Sobre Autores e Leitores - Sabemos Tudo
Fui dar uma olhada em "Demônios” de Aluísio de Azevedo.
Fiquei apaixonada pelo autor maranhense aos 15 anos quando, uma vez apresentada às primeiras listas de leitura para o vestibular, me encantei com “O cortiço”, “O Mulato” e “Casa de Pensão”.
Virei fã. Depois dos três, li outras obras, mas invariavelmente caio neles.
Calculo que já li cada um pelo menos 8 vezes. Não me importo. Faço isso com livros e filmes que gosto sem qualquer problema e sempre me empolgo da mesma forma.
Bem, mas lá estava eu, perdida em trevas tal qual o escritor do conto de Aluísio quando me peguei dissecando o personagem.

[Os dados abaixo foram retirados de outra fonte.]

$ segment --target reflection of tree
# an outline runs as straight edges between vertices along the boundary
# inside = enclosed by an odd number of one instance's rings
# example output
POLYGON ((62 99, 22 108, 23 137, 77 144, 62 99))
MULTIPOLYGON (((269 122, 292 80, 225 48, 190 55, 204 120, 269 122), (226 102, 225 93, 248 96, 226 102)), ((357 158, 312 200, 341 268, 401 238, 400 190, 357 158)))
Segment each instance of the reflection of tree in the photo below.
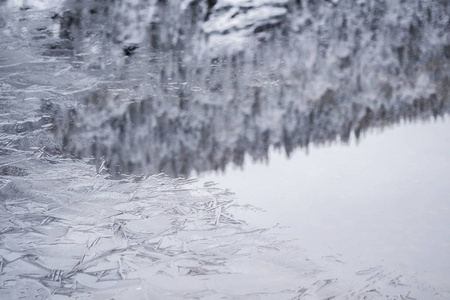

Imaginei como ele foi criado, quando surgiu, o que o autor pensava quando teve a ideia do conto e assim por diante.
Em questão de segundos me vi melhorando o cenário, dando mais cor ao quarto, resolvendo o problema do pobre moço e até mesmo dando dicas para o autor.
E, uma vez, tomada da crença em minha capacidade literária e crítica, quis ler um dos meus próprios livros e me avaliar como autora.
Os diálogos tomaram forma na minha mente, vi as cenas que criei e imediatamente passei a ouvir os personagens que saltavam das páginas.
Um processo impressionante... a capacidade em transformar ideias em emoções, traduzi-las em textos, em obras e por fim alterar, influenciar, provocar sentimentos e discussões em quem as lê.
Eu mesma já discorri sobre Saramago, critiquei James Joyce e sem sombras de dúvidas, daria dicas a Hemingway.
A que ponto chega a audácia de um leitor!
Mas isto tem uma explicação... Nós leitores nos envolvemos tanto com a obra que passamos a vivê-la, e, uma vez que fazemos parte dela, acreditamos que temos todo o direito de opinar, de mudar e até de melhorar.
O mais interessante ainda é quando você é o autor e discute com quem lê seus textos ou livros.
Já tive experiências muito boas com isto. Enquanto autora eu sei exatamente o que quis dizer em determinadas passagens do meus livros. Formei meus personagens, dei vida a eles e os coloquei em muitas páginas até dar forma e corpo ao livro.
Depois vem a leitura e a mágica do leitor.
Normalmente quando converso com alguém que leu alguma obra minha, fico fascinada com a interpretação completamente diferente do que escrevi e do que foi lido.
Os cenários que escrevo são transformados, os personagens reconstruídos e os desfechos totalmente diversos.
Há quem leia sobre um bandido e parte em sua defesa até o fim.
Há quem veja uma mulher indecente e se compadeça à espera da sua regeneração.
E há aqueles que leem sobre pessoas boas e ficam aguardando alguma coisa estranha à medida que o livro avança.
Alguns são impacientes e querem saber logo o final ou o que quis dizer exatamente quando escrevi sobre um dia qualquer em um hospital da periferia...
Há aqueles que acham que me inspirei em suas vidas e repetem insistentemente que escrevei sobre eles, ou, no mínimo para eles.
E há, ainda, os que me procuram nas páginas. Traduzem as frases como sinais do meu comportamento, vivências, paixões ou inspirações, esquecendo-se completamente da ficção.
É muito interessante e acho fantástica esta alquimia retirada das páginas de um livro.
Em uma destas discussões, passei mais de duas horas conversando com um leitor sobre o personagem principal de um dos meus livros.
O leitor, por algum motivo entendeu que não se tratava de “um” personagem, mas sim de “dois” e passou os 120 minutos seguintes, tentando convencer a mim, a autora, de que eu não tinha entendido direito meu próprio livro.
É engraçado, mas também demonstra o poder de instigação e de transformação do que escrevemos.
Portanto, quando me pego do alto do meu discutível conhecimento literário, apontando melhorias em Joyce ou criticando José de Alencar, me dou um desconto.
Sou leitora antes de tudo, nunca conheci estes autores pessoalmente e mesmo assim tenho sugestões fantásticas sobre suas obras.
Que coisa!
Já como autora, me delicio com pessoas que como eu, acreditam que entendem mais a obra que seu próprio criador. Mesmo que como parâmetro eu tenha apenas as minhas próprias experiências.
Não me preocupo com isto. Com tantas coisas positivas, esta é apenas mais uma das inúmeras e mágicas facetas de um bom livro e ao final, o que conta mesmo é o indicutível prazer da leitura!